Ob die ePA wie geplant im Frühjahr bundesweit eingeführt wird, bleibt offen. Mitte März soll die Entscheidung fallen. „Die Umsetzung zusätzlicher Sicherheitsmaßnahmen verläuft weiterhin wie vorgesehen und ist ein maßgebliches Kriterium für den bundesweiten Rollout“, erklärt die Gematik.

Doch selbst wenn die technischen Schwierigkeiten gemeistert werden, bleibt nach Ansicht der KBV eine weitere Herausforderung: die Akzeptanz der Versicherten. „Damit die Integration in den Praxisalltag gelingt, erwarten wir von den Krankenkassen, dass sie ihrer gesetzlichen Pflicht nachkommen und ihre Versicherten umfassend über die ePA informieren“, sagt Steiner.

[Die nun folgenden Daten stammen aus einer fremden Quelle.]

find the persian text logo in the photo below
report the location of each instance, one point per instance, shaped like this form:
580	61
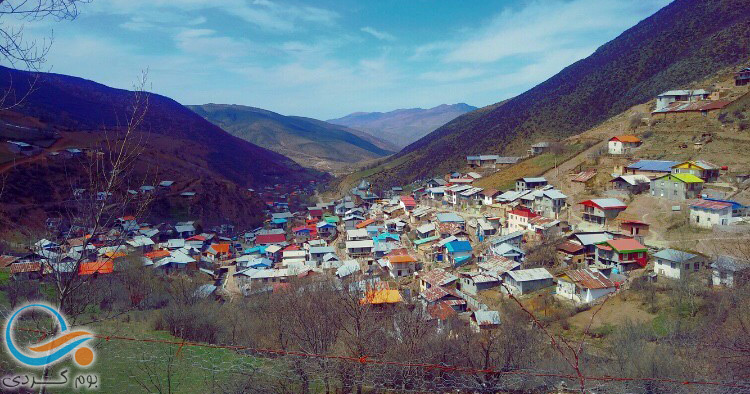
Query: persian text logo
54	350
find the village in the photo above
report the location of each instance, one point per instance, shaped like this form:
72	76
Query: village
445	243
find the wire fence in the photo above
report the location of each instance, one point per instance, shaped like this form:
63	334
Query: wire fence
165	365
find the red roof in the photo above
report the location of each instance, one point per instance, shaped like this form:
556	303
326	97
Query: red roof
270	238
365	223
570	247
102	267
408	201
713	205
625	244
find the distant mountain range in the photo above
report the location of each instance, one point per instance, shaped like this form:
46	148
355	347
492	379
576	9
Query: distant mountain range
668	50
403	126
180	145
310	142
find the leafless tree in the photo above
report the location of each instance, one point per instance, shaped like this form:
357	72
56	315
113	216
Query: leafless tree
102	185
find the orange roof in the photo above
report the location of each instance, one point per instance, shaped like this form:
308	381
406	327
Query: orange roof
384	296
156	254
626	138
220	248
102	267
365	223
401	259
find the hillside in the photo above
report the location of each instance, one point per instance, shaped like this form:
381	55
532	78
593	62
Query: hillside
309	142
403	126
673	47
179	145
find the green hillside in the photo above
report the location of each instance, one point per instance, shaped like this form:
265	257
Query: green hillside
683	42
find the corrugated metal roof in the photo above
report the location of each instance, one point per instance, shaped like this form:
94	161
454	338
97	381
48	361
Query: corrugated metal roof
589	279
530	274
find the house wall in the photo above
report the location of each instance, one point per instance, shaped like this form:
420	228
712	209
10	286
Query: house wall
707	219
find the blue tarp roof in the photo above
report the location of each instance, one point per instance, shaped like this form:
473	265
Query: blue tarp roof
653	165
458	246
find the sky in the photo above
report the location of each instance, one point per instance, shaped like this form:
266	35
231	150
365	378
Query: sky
328	58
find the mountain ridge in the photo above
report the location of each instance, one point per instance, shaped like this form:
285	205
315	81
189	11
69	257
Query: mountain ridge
405	125
672	48
308	141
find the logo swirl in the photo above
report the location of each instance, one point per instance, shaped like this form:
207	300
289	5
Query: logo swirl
55	349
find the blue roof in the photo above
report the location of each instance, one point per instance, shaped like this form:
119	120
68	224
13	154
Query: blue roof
735	204
449	217
653	165
458	246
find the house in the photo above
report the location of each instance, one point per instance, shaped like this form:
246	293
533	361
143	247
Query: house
488	196
633	184
474	282
521	282
742	77
539	148
426	230
676	264
584	285
650	168
487	161
707	213
624	254
450	217
602	210
485	320
634	228
729	271
436	277
623	144
696	109
665	99
458	252
677	186
352	220
589	240
317	253
529	183
270	239
571	252
407	203
361	248
400	265
518	219
702	169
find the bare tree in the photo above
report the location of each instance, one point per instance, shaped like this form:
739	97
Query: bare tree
102	212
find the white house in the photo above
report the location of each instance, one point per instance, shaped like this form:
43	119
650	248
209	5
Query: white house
706	214
676	264
584	285
528	280
623	144
728	271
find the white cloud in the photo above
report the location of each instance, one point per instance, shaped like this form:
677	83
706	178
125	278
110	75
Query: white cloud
380	35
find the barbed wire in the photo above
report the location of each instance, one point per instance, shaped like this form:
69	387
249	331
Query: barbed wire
151	364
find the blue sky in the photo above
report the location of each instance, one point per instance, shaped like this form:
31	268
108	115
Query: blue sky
328	58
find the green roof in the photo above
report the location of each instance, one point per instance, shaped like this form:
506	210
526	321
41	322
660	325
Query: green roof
331	219
686	178
425	240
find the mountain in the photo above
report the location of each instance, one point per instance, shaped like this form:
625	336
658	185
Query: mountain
403	126
179	145
308	141
668	50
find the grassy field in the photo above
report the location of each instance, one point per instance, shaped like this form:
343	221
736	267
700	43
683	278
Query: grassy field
534	166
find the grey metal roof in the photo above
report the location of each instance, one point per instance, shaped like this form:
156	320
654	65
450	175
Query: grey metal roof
677	256
530	274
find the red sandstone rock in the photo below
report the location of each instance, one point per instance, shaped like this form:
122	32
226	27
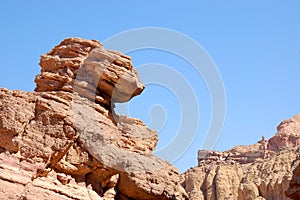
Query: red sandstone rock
64	141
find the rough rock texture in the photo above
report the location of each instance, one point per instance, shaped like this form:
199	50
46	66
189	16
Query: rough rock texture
64	141
259	171
294	190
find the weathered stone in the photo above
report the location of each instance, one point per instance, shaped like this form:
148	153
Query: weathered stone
64	141
259	171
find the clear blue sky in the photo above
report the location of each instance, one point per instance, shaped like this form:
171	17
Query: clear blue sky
255	45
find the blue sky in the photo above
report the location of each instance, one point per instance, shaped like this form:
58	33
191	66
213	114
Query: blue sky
255	45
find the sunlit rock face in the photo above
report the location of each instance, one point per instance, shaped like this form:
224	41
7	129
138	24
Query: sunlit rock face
64	140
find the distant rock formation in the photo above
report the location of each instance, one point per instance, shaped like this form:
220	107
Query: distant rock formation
259	171
64	140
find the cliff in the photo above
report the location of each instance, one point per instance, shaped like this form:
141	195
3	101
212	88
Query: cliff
64	140
259	171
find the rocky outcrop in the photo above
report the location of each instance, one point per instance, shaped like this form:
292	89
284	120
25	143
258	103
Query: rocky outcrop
64	140
259	171
294	190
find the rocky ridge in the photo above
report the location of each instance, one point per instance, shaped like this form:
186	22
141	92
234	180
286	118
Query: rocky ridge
64	140
259	171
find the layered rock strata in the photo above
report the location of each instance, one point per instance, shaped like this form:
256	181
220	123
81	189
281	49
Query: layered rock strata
259	171
64	140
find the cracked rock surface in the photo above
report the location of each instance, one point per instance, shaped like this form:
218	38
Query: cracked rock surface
64	140
260	171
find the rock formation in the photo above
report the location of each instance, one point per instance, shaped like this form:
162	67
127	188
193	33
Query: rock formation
64	140
259	171
294	190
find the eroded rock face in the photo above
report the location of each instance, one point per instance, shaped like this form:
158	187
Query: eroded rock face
294	190
259	171
64	141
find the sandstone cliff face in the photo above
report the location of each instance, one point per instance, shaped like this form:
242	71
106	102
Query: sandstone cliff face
294	190
64	140
259	171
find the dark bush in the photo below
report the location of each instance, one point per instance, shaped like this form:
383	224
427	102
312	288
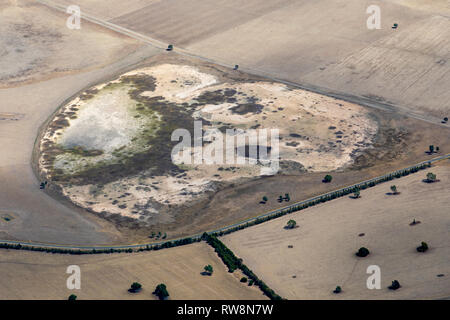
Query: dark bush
395	285
423	247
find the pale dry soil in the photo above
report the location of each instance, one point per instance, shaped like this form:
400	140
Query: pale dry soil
30	275
317	134
43	63
324	244
34	37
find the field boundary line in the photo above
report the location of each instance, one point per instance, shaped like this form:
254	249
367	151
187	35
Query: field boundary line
297	206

Eine repräsentative AOK-Umfrage hatte im Sommer 2024 großes Interesse der Versicherten an der ePA gezeigt: 77 Prozent der Befragten interessieren sich für die Akte und möchten künftig Gesundheitsdaten wie Arztbriefe oder Labordaten einsehen.

Viele Mediziner sehen in der ePA grundsätzlich einen Gewinn, insbesondere in Notfallsituationen, bei Unfällen oder Behandlungen im Bereitschaftsdienst sowie für chronisch und schwer kranke Menschen, bei denen mehrere Ärzte in die Therapie involviert sind. Die ePA könnte die Gesundheitsversorgung in Deutschland revolutionieren, indem sie die Vernetzung zwischen behandelnden medizinischen Einrichtungen fördert. Die kommenden Wochen müssen dafür genutzt werden, um die notwendige Sicherheit und Praxistauglichkeit nachzuweisen. Der entscheidende Faktor für den Erfolg der ePA neben der Akzeptanz der Ärzteschaft bleibt jedoch das Vertrauen der Versicherten. Nur wenn sie überzeugt sind, dass ihre Daten geschützt und ihre Versorgung tatsächlich verbessert werden, kann die ePA ihr volles Potenzial entfalten.